/wayback-easy

proof of concept of yaml configuration for openwayback

Primary LanguageJava

wayback-easy

This is a proof of concept maven overlay that allows OpenWayback to be configured using a simple pywb-style YAML file.

collections:
  testcoll: /data/example/

  coll2:
    index: /data/cdx/
    resource: /data/warcs/

  remotecoll:
    index: http://cdx.example.org/cdx/
    resource: http://warcs.example.org/warcs/

  # While YAML is not quite as flexible as Spring XML you can call setters
  # on bean-like objects and pass arguments to constructors.
  # So the same sort of mechanisms can be used to enable custom
  # implementations of some components.
  #
  # Obviously this power should only be used if you have to, as 
  # it couples the configuration to class names.
  locationdb:
    index: /data/cdx/
    resource: !!org.archive.wayback.resourcestore.LocationDBResourceStore
      db: !!org.archive.wayback.resourcestore.locationdb.RemoteResourceFileLocationDB
      - http://example.org/location-db

surt_ordered: true

Running it

Put some WARCs and CDX files somewhere.

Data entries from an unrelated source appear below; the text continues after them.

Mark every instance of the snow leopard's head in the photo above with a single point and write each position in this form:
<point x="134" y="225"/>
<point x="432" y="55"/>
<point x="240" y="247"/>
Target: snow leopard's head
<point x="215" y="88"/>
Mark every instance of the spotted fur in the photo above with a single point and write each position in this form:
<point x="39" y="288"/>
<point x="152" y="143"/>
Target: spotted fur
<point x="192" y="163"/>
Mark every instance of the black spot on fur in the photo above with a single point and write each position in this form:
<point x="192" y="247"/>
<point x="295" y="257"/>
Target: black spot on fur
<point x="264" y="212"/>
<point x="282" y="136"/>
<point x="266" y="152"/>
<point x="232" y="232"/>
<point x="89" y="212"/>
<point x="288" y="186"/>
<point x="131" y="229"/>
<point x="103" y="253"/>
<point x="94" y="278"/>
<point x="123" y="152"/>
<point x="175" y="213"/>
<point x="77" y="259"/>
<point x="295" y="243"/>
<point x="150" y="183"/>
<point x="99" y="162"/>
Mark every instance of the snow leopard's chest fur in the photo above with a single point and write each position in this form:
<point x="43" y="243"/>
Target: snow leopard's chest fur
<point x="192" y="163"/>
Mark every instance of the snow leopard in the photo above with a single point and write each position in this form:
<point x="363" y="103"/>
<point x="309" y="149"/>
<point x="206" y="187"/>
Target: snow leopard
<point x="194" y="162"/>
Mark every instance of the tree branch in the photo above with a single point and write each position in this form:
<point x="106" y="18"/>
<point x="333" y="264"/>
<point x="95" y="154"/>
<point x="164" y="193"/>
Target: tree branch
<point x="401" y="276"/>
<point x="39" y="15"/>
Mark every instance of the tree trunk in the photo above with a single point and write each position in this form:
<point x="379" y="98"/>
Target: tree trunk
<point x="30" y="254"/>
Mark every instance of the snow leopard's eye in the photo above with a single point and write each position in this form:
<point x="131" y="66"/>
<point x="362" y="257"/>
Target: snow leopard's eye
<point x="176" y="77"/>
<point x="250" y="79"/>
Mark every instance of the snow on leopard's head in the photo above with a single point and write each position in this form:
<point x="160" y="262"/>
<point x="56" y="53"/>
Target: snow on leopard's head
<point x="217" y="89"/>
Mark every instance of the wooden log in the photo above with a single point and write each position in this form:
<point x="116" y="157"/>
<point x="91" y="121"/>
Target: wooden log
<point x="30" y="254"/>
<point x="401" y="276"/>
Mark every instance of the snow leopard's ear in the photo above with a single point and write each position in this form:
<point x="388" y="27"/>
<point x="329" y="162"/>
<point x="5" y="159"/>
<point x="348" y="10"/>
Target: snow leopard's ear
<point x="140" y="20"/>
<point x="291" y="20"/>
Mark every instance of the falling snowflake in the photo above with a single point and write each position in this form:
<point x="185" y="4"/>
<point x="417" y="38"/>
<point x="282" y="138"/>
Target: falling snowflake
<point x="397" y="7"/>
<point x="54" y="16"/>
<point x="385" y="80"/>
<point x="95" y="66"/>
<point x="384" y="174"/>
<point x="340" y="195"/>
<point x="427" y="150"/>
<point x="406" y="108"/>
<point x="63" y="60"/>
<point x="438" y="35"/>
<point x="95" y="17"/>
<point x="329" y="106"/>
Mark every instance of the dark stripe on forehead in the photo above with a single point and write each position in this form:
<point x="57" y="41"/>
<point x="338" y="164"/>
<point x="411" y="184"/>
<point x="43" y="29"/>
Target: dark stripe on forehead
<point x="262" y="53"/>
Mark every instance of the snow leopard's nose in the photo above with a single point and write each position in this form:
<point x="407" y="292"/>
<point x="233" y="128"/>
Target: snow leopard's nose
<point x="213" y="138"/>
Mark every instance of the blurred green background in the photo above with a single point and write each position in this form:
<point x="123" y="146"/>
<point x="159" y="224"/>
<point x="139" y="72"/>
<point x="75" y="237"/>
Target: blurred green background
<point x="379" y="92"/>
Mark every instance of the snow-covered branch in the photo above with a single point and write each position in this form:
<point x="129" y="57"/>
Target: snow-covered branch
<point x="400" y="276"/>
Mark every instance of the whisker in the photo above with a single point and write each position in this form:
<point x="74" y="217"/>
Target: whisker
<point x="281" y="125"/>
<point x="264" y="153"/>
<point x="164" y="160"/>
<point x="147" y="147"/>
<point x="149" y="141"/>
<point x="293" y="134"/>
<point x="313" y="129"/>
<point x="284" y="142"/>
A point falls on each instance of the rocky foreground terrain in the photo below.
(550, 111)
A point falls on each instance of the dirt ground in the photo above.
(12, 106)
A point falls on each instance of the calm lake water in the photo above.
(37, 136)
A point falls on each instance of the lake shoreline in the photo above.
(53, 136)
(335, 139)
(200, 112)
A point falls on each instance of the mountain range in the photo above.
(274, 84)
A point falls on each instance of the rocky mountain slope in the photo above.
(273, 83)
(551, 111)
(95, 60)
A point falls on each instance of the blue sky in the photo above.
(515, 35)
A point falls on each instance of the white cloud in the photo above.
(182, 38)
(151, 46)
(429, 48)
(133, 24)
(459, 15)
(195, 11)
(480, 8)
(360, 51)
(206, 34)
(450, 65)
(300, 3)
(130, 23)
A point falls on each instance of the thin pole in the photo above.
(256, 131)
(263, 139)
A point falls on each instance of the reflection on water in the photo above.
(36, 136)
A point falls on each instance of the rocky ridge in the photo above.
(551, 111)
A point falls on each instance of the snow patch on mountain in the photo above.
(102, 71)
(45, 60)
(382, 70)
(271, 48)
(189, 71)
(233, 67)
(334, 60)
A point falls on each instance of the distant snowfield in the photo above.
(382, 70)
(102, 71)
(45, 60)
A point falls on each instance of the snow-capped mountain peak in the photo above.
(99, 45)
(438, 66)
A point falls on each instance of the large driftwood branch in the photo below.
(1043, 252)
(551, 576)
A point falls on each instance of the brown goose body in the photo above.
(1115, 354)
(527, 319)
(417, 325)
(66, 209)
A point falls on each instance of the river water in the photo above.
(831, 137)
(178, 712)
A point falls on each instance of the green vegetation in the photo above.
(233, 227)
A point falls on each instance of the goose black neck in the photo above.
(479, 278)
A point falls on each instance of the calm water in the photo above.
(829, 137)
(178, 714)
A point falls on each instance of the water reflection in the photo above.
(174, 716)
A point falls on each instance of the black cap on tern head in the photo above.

Create a config.yaml containing a collection:

collections:
  example: /data/warcs-and-cdxes/

Either deploy to app container (Jetty, Tomcat) or just run:

mvn jetty:run -Dwayback.config=config.yaml

Set the path to your config.yaml using the wayback.config system property, servlet context init paramter or the environment variable WAYBACK_CONFIG.

Hit http://localhost:8080/example/ in your browser.

Why?

  • Simple and readable
  • Approachable for non-programmers (and arguably for most programmers too!)
  • Decouples the configuration format from implementation details of the application (class, property names) allowing refactoring and deprecation
  • Potential for better error messages and deprecation warnings
  • Pywb and (Open)Wayback could share a common configuration subset

Known Issues

These are trivially fixable, I just haven't gotten around to it as this is a proof of concept.

  • No root index page.
  • Error if you don't have a trailing slash on the collection URL
  • Only a few things can be configured.
  • Probably lots of other issues, I haven't tested this much.